Posted By on Fri, Nov 15, 2019 at 3:17 PM

Punch Drunk Tagalongs - JARROD BERGER
  • Jarrod Berger
  • Punch Drunk Tagalongs
Back in January of 2012, local musician John Panza, a full-time English professor at Tri-C who’s played in a handful of bands over the past 20 years, received some particularly bleak news.

After a show at the Happy Dog with his indie rock act Blaka Watra, he felt sick and threw up. He woke up the next morning with a flu, went to the doctor and got a chest X-ray. They found fluid surrounding his lung and drained the fluids. The fluid kept coming back.

It turned out that he had cancer.

After three rounds of chemo, major surgery that involved the removal of his right lung, half his diaphragm and a rib and then radiation, he finally healed.
In the wake of his recovery, he formed the Panza Foundation five years ago with his wife Jane and local musicians Lauren Voss, Ed Sotelo and Fred Gunn.

The foundation gives money to local acts for recording and touring purposes.

“Before I got sick, Lauren [Voss] and I had talked about starting a musical arts collective,” says Panza. “It got complicated because we realized we just needed to give people money. We saw too many bands struggling to pay bills.”
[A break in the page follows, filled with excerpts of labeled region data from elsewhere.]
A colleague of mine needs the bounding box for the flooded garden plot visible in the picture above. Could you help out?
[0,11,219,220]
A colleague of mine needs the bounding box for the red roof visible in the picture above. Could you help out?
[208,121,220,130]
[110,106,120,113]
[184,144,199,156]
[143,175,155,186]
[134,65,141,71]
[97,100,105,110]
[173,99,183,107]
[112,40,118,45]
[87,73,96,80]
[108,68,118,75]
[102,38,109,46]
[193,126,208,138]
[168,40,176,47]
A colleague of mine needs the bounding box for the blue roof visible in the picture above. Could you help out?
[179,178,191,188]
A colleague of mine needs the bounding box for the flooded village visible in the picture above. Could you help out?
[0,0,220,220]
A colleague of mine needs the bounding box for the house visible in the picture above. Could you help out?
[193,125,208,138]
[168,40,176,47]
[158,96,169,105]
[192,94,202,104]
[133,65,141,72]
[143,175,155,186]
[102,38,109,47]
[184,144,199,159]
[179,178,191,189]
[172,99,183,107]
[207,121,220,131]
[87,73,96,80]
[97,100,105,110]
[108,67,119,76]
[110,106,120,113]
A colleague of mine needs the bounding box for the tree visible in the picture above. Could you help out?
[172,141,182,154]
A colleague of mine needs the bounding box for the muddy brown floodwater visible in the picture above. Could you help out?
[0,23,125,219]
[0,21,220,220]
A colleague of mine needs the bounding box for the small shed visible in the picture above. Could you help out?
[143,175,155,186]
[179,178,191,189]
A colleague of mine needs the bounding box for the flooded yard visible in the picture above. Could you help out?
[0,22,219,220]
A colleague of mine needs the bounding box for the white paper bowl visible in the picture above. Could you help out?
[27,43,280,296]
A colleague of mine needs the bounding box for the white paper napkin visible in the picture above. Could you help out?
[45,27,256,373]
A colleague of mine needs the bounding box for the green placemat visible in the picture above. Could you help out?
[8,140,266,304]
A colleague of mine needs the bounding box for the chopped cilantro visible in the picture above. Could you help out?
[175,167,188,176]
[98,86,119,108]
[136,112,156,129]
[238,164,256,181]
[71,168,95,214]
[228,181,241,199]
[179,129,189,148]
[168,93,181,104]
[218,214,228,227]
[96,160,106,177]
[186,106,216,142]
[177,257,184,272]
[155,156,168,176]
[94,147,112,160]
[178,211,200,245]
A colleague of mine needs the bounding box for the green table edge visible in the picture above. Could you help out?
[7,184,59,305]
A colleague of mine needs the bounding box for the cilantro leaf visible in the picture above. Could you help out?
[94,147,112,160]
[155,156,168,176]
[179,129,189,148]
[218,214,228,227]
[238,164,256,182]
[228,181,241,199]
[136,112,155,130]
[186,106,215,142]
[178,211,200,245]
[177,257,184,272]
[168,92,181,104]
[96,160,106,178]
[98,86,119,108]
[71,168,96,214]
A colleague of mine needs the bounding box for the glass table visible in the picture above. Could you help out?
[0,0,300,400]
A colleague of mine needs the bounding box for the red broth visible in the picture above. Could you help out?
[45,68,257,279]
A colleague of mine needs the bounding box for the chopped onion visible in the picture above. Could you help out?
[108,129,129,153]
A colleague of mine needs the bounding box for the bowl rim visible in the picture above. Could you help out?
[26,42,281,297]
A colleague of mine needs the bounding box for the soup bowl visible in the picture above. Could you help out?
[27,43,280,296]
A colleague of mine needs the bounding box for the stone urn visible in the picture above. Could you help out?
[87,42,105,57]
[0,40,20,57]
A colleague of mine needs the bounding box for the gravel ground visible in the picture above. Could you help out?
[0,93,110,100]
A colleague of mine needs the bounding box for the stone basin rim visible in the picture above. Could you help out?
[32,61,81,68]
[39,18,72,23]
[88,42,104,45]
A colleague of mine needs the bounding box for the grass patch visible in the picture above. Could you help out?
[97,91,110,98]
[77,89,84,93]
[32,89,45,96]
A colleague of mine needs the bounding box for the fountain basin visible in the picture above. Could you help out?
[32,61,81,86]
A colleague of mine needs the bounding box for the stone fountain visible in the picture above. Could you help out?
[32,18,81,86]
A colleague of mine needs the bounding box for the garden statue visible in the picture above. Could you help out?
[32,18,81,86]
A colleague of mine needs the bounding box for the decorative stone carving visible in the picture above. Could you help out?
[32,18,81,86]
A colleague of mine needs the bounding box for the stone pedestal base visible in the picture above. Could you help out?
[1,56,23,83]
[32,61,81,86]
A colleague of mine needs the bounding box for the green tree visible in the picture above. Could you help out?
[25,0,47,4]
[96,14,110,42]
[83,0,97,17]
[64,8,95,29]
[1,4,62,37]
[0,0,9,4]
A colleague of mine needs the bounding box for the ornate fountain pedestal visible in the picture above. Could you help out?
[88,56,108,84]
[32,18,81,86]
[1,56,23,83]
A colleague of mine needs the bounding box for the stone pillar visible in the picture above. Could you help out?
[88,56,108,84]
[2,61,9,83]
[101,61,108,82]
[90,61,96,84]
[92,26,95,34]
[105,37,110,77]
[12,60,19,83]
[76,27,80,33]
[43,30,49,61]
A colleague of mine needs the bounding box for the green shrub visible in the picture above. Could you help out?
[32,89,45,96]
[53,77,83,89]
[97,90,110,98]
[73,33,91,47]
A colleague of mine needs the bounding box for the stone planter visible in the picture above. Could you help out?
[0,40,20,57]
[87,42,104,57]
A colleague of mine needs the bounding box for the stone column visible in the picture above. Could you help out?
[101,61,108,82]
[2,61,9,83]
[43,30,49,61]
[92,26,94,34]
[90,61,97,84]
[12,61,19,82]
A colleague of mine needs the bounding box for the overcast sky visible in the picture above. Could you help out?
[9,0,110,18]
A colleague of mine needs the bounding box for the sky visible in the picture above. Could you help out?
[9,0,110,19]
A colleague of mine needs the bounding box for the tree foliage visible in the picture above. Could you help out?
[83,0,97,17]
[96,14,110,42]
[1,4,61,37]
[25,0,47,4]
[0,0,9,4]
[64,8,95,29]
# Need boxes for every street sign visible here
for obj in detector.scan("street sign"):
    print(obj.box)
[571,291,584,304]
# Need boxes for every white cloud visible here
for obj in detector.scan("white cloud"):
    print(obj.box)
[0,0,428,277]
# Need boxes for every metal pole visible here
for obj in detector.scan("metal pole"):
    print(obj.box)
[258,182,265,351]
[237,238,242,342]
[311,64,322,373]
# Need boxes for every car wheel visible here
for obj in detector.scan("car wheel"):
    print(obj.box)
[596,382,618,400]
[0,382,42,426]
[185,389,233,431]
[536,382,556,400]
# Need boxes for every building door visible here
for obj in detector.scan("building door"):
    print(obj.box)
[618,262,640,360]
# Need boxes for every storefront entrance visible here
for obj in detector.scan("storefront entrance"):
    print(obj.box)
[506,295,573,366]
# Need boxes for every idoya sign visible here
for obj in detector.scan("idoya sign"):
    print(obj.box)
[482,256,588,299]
Recently, Panza and Co. expanded and added Christa “Uno Lady” Ebert to its board. The talented local musician who bills herself as a “one-woman choir” received a grant from the foundation in 2018 and is the first grant recipient to become a board member.

“I was brought on to have someone that understands the process from the artist’s point of view and to be someone who can talk to and relate to the artists,” says Ebert. “I also have a lot of non-profit experience.”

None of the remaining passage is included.